B20 regional investment

MEDIA STATEMENT

October 6, 2020

BUDGET

Comments attributable to Helen Haines MP, Independent Federal Member for Indi:

The government has spent weeks talking up what this Budget will deliver for regional Australia. Certainly, many of the new funding announcements are fantastic and will be critical to our recovery:

  • $2 billion for water infrastructure
  • $1 billion for the Local Roads and Community Infrastructure program
  • $2 billion for small scale road safety programs

But while money for dams, bridges and roads is always welcome, that is business as usual.

We are in a moment of unique economic crisis and enormous opportunity for the regions. But this Budget has fumbled that opportunity.

There is no funding to implement the recommendations of the Regions at the Ready report.

There is no funding to support regional communities to access the benefits of locally-owned renewables.

There is no new funding for bushfire recovery. There is no dedicated regional jobs program. There is scant progress on the regional deals.

The government has offered $553 million as dedicated funding to “support our regions recover from the impacts of COVID-19”.

But they will deliver just $58 million of that in the next 12 months.

The Deputy Prime Minister has spent the last week trumpeting a new $200 million round of the Building Better Regions Fund, but the Budget reveals that funding will be spent over five years.

Of course there are generic Budget measures like infrastructure programs or the JobMaker credit that will partly be spent in regional areas.

But the regions have suffered specific challenges in the last year – bushfires, drought, border closures, COVID-19 – and we need a specific leg-up. This Budget doesn’t deliver it.

This funding allocation for the regions also appears to be manifestly unfair.

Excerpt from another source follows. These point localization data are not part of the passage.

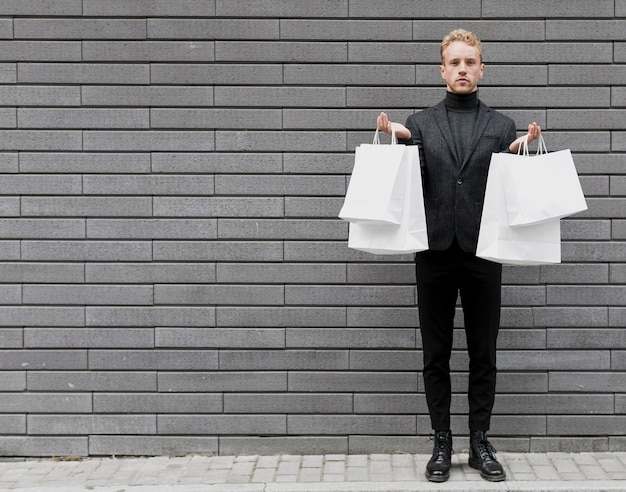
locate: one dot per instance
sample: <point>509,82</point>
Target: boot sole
<point>437,478</point>
<point>489,478</point>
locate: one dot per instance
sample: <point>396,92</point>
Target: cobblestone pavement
<point>329,473</point>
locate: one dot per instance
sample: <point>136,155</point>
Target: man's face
<point>462,68</point>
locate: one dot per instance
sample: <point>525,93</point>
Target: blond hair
<point>464,36</point>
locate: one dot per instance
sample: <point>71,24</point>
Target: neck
<point>461,101</point>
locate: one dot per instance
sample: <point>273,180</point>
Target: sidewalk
<point>550,472</point>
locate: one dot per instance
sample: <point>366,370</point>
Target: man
<point>456,139</point>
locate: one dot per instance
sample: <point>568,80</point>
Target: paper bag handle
<point>394,140</point>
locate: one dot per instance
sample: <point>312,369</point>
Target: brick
<point>419,9</point>
<point>42,316</point>
<point>585,229</point>
<point>281,229</point>
<point>222,381</point>
<point>73,338</point>
<point>298,207</point>
<point>46,403</point>
<point>219,294</point>
<point>288,403</point>
<point>183,163</point>
<point>580,404</point>
<point>83,163</point>
<point>150,316</point>
<point>10,294</point>
<point>587,295</point>
<point>575,8</point>
<point>287,8</point>
<point>220,337</point>
<point>10,207</point>
<point>617,273</point>
<point>364,30</point>
<point>210,29</point>
<point>231,360</point>
<point>44,446</point>
<point>11,338</point>
<point>213,118</point>
<point>151,273</point>
<point>91,424</point>
<point>42,228</point>
<point>153,360</point>
<point>33,184</point>
<point>91,381</point>
<point>9,163</point>
<point>217,207</point>
<point>147,96</point>
<point>222,424</point>
<point>353,74</point>
<point>39,51</point>
<point>147,185</point>
<point>34,140</point>
<point>13,424</point>
<point>87,294</point>
<point>219,74</point>
<point>255,141</point>
<point>354,424</point>
<point>152,446</point>
<point>397,360</point>
<point>581,338</point>
<point>147,140</point>
<point>599,119</point>
<point>13,381</point>
<point>30,95</point>
<point>280,316</point>
<point>217,251</point>
<point>43,359</point>
<point>555,360</point>
<point>152,228</point>
<point>353,381</point>
<point>159,402</point>
<point>79,29</point>
<point>83,118</point>
<point>350,296</point>
<point>279,273</point>
<point>389,338</point>
<point>86,250</point>
<point>587,425</point>
<point>86,207</point>
<point>147,51</point>
<point>141,8</point>
<point>599,382</point>
<point>570,316</point>
<point>279,185</point>
<point>8,73</point>
<point>83,73</point>
<point>331,163</point>
<point>593,252</point>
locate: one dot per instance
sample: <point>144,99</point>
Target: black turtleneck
<point>462,110</point>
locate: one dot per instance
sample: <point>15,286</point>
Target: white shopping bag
<point>542,187</point>
<point>376,190</point>
<point>394,239</point>
<point>537,244</point>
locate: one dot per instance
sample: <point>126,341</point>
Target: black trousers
<point>441,276</point>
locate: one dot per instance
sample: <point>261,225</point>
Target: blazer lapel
<point>442,120</point>
<point>484,115</point>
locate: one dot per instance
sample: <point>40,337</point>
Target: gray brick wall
<point>173,276</point>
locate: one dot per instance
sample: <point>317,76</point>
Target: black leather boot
<point>482,457</point>
<point>438,468</point>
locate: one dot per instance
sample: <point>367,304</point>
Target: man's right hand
<point>384,125</point>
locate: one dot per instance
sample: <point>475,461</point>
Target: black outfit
<point>456,139</point>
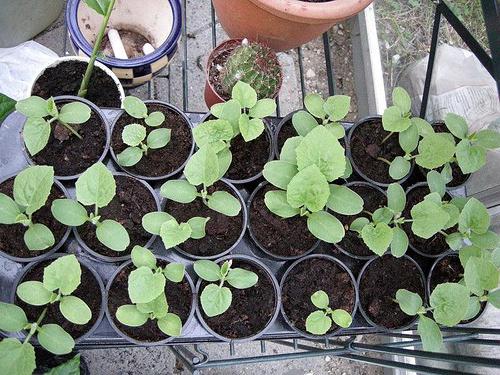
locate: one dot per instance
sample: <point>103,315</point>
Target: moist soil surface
<point>374,199</point>
<point>251,309</point>
<point>131,202</point>
<point>436,244</point>
<point>283,237</point>
<point>179,297</point>
<point>222,231</point>
<point>70,155</point>
<point>378,287</point>
<point>366,147</point>
<point>65,79</point>
<point>307,278</point>
<point>88,290</point>
<point>162,161</point>
<point>11,236</point>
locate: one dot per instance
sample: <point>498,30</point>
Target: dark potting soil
<point>352,242</point>
<point>222,231</point>
<point>65,79</point>
<point>378,287</point>
<point>88,290</point>
<point>251,309</point>
<point>131,202</point>
<point>11,236</point>
<point>70,155</point>
<point>162,161</point>
<point>366,147</point>
<point>283,237</point>
<point>179,298</point>
<point>436,244</point>
<point>307,278</point>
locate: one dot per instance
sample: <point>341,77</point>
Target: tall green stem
<point>82,92</point>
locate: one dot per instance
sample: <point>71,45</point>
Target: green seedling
<point>136,136</point>
<point>304,174</point>
<point>171,232</point>
<point>60,279</point>
<point>327,112</point>
<point>42,113</point>
<point>320,321</point>
<point>103,8</point>
<point>95,187</point>
<point>204,168</point>
<point>32,188</point>
<point>217,298</point>
<point>146,290</point>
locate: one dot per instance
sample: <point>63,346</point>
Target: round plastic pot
<point>147,343</point>
<point>243,228</point>
<point>269,134</point>
<point>121,258</point>
<point>95,109</point>
<point>83,263</point>
<point>56,247</point>
<point>357,127</point>
<point>97,65</point>
<point>163,177</point>
<point>211,95</point>
<point>337,245</point>
<point>367,317</point>
<point>256,241</point>
<point>353,282</point>
<point>283,24</point>
<point>277,295</point>
<point>134,71</point>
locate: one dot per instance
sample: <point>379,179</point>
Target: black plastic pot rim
<point>270,138</point>
<point>122,258</point>
<point>243,227</point>
<point>355,166</point>
<point>104,122</point>
<point>148,343</point>
<point>353,282</point>
<point>367,317</point>
<point>337,245</point>
<point>55,247</point>
<point>83,263</point>
<point>163,177</point>
<point>277,295</point>
<point>256,241</point>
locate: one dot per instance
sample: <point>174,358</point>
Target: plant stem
<point>82,92</point>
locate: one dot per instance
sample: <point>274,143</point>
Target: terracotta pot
<point>283,24</point>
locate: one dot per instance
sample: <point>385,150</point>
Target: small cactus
<point>255,64</point>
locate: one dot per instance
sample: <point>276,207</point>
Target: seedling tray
<point>12,160</point>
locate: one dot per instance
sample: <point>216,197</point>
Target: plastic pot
<point>258,264</point>
<point>353,282</point>
<point>83,263</point>
<point>163,177</point>
<point>121,258</point>
<point>56,247</point>
<point>211,95</point>
<point>95,109</point>
<point>356,127</point>
<point>256,241</point>
<point>124,335</point>
<point>283,24</point>
<point>158,20</point>
<point>367,317</point>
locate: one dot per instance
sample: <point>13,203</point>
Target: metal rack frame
<point>194,358</point>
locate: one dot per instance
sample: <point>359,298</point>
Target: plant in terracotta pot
<point>203,194</point>
<point>68,133</point>
<point>240,60</point>
<point>236,129</point>
<point>53,305</point>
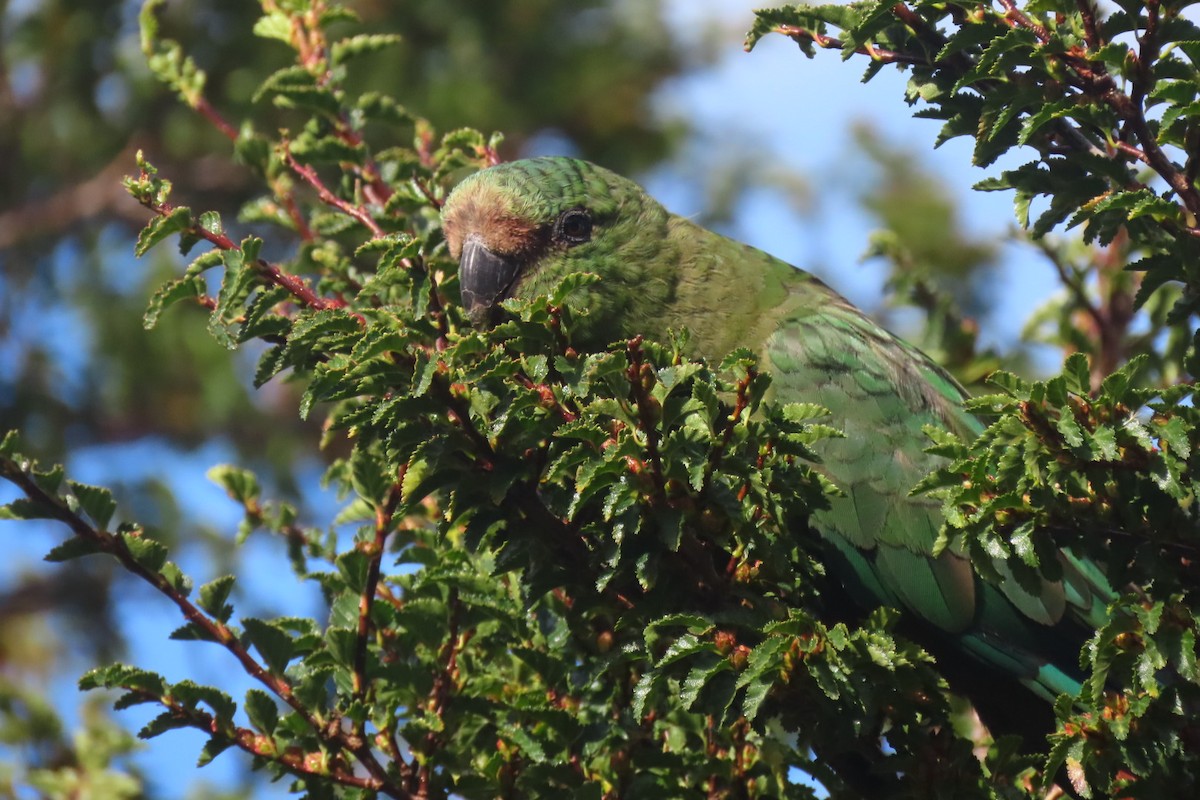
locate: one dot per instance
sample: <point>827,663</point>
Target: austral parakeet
<point>519,228</point>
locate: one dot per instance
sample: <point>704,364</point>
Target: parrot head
<point>519,228</point>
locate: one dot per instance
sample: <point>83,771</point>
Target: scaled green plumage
<point>520,227</point>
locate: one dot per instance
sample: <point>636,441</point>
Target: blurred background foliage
<point>79,376</point>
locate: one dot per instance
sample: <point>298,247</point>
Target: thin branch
<point>299,763</point>
<point>208,112</point>
<point>1091,30</point>
<point>274,275</point>
<point>375,551</point>
<point>1019,17</point>
<point>833,43</point>
<point>216,631</point>
<point>310,176</point>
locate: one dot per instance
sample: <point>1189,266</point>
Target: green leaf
<point>262,710</point>
<point>361,44</point>
<point>96,501</point>
<point>273,643</point>
<point>148,552</point>
<point>73,548</point>
<point>162,227</point>
<point>214,597</point>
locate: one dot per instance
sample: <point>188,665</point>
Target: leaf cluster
<point>1104,101</point>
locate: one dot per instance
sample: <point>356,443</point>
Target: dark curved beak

Less than a week ago, the government announced a new $100 million fund specifically for regions affected by drought, bushfire and COVID-19.

And yet Indi was inexplicably excluded from the chosen set of 10 regions.

The Budget gives us no extra information about how these regions were chosen or why regions like ours have been left out in the cold even though we have been at the coalface of these rolling crises of drought, bushfire, and border shutdowns.

Since this $100 million fund was announced, I have been flooded with people asking why we have been left out.

The Deputy Prime Minister has serious questions to answer on this.

This is a government that talks big about the regions but often appears to be more bark than bite.

This government refused for almost two years to release the final Regions at the Ready report which was supposed to be their official strategic plan for regional Australia.

When they finally did release it – only when I used the Senate to compel them to do so – it emerged they had done nothing to act on its recommendations. This despite the Deputy Prime Minister asserting multiple times that they were already acting on precisely these recommendations.

And tonight, in the “biggest Budget of a generation”, the chance to grow the regions to their full potential has not been realised.